Greene County News Report
FAIRBORN – Students, faculty and staff at Wright State’s Dayton Campus will soon be able to call university police at the touch of a button, text officers from their smartphones and have guardians virtually follow them across campus until they safely reach their destination with a new safety app for smartphones.
Tested over the summer, campus administrators believe the new Raider Guardian safety app will be like putting a blue light phone in the palm of your hand.
“It is a free app for smartphones that will provide a number of new tools for the university as far as being safe on campus and feeling safer on campus,” Director of Emergency Management Kimberly Nagel said.
One key feature of the app includes a two-push panic button that connects users to Wright State police dispatch. Users can also choose an instant 911 button that calls off-campus 911 dispatch centers.
If users would rather send text messages, they can now text Wright State police with tips or concerns instead of having to call. Texters can also send images that can be helpful.
“For example, if they see graffiti or other vandalism on campus they might text that photo to police so the responding officer knows what they need to be looking for,” Nagel said. “The texting function of this app is so important because it is such a common way for people to communicate on a day-to-day basis. They’re texting already, so let’s provide them a way to talk to our police department that way.”
The namesake feature of the app offers users an ability to select a “guardian” from their contacts or the university police department. Guardians follow users virtually to their destination. Users engage the safety timer when they leave and turn it off when they arrive to their destination safely. If they don’t turn off their safety timer before it expires, then their guardian is notified with a message to check on the user.
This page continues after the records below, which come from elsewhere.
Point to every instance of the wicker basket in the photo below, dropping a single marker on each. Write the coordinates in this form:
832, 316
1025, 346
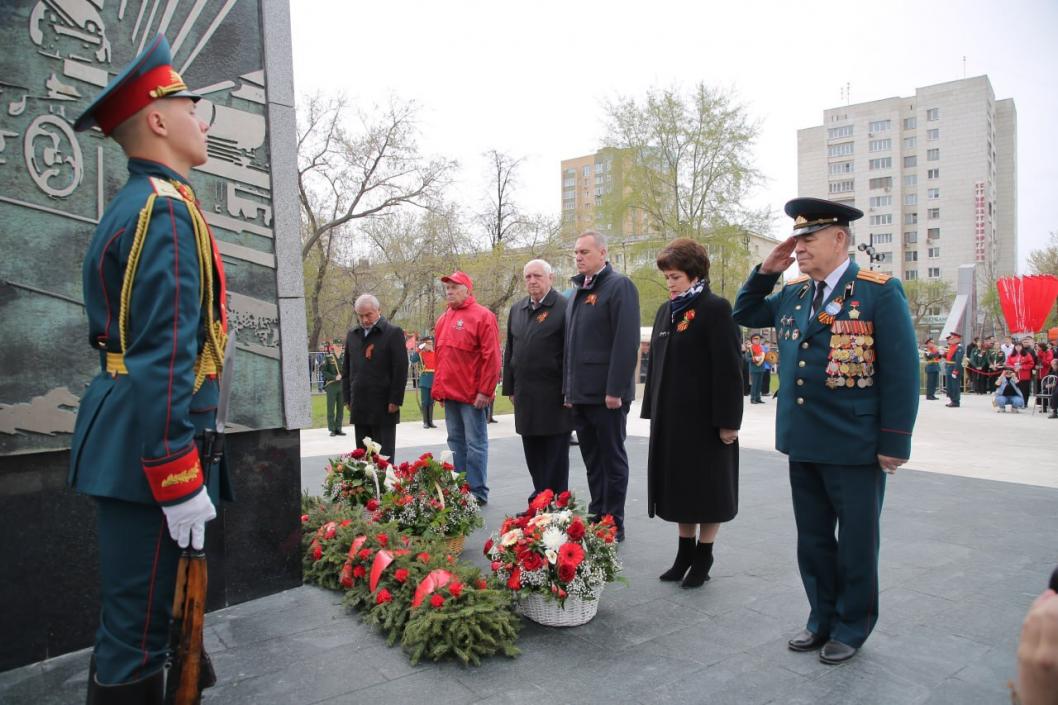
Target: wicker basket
549, 613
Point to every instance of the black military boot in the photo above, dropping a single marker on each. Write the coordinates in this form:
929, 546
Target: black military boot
685, 554
148, 690
699, 566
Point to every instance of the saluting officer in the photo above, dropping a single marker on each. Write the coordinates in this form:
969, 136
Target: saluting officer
154, 295
849, 400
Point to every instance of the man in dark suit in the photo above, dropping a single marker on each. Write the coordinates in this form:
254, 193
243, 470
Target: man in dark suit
375, 375
532, 378
602, 343
850, 381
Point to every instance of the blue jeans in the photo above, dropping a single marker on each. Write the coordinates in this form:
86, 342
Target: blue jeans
1015, 401
469, 443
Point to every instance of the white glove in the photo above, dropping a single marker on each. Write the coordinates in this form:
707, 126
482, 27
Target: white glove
187, 520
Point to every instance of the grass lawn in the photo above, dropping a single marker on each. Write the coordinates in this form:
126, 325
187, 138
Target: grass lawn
409, 412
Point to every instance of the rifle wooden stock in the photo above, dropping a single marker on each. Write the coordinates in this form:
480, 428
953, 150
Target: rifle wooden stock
189, 671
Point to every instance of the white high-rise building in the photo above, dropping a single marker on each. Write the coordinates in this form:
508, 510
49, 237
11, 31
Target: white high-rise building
934, 174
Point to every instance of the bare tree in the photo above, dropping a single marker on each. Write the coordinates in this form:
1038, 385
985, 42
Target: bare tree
345, 176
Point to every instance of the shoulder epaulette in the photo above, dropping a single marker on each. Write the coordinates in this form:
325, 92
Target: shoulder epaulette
165, 188
876, 277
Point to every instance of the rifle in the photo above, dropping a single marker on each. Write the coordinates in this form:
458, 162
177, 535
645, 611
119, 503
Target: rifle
190, 670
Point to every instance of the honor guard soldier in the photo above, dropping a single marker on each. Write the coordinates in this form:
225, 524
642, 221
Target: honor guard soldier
953, 369
154, 295
846, 408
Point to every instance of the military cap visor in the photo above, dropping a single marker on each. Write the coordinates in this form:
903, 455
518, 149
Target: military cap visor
815, 214
149, 77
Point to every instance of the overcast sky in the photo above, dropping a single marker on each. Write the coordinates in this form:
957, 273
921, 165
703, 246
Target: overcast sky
531, 78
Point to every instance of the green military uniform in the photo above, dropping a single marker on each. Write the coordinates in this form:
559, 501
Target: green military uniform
154, 295
332, 386
849, 393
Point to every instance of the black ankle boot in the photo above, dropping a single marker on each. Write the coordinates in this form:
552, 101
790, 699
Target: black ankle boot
683, 557
699, 566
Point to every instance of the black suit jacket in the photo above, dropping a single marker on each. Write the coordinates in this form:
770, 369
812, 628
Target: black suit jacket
375, 373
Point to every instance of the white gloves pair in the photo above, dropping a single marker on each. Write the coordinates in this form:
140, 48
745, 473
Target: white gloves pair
187, 520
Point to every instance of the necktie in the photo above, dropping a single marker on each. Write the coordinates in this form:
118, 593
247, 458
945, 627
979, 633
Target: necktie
817, 301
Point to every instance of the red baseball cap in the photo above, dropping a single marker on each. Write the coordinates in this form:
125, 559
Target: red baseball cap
459, 277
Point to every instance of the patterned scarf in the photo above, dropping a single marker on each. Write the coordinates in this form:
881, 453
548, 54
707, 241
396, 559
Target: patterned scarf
681, 302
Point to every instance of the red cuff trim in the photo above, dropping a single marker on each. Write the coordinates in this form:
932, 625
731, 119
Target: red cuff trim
176, 478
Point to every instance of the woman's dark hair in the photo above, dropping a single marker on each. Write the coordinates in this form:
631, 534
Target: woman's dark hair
685, 255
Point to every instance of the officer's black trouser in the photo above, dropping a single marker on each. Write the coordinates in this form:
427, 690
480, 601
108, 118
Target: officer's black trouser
548, 462
138, 568
601, 433
840, 575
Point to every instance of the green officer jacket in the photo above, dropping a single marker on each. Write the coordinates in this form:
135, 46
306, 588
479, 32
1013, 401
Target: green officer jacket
819, 420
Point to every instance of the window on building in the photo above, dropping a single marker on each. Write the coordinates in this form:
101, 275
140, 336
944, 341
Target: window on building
842, 149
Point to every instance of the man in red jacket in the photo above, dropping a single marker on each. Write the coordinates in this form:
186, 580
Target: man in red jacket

“We hope that most of these expired timers will be instances where they forgot to shut their timer off when they reached their destination, but in case there is an emergency, then there is this safety feature built in where the guardian can actually follow up,” Nagel said.
Adding a campus safety app to the university’s safety tool kit has been a priority for Wright State’s Student Government, which pushed for the service and has been intimately involved with the project for the last 18 months.
“This is very much about meeting the students where they are,” Nagel said. “These apps have been around a few years and waiting until now to adopt it ensures that the technology is reliable, and the company we’ve chosen to work with is stable and dependable.”
Raider Guardian is currently in the final testing phase and will be available to all of the Dayton Campus community by Move-in Day Aug. 27.
“This is something that Wright State University thought could be a useful tool to increase the safety across campus,” Nagel said. “It’s about providing tools that our community is more apt to use and are more accessible to use too.”
Although work continues with the vendor to make it available in the future, the app is not yet ready for use at the Lake Campus.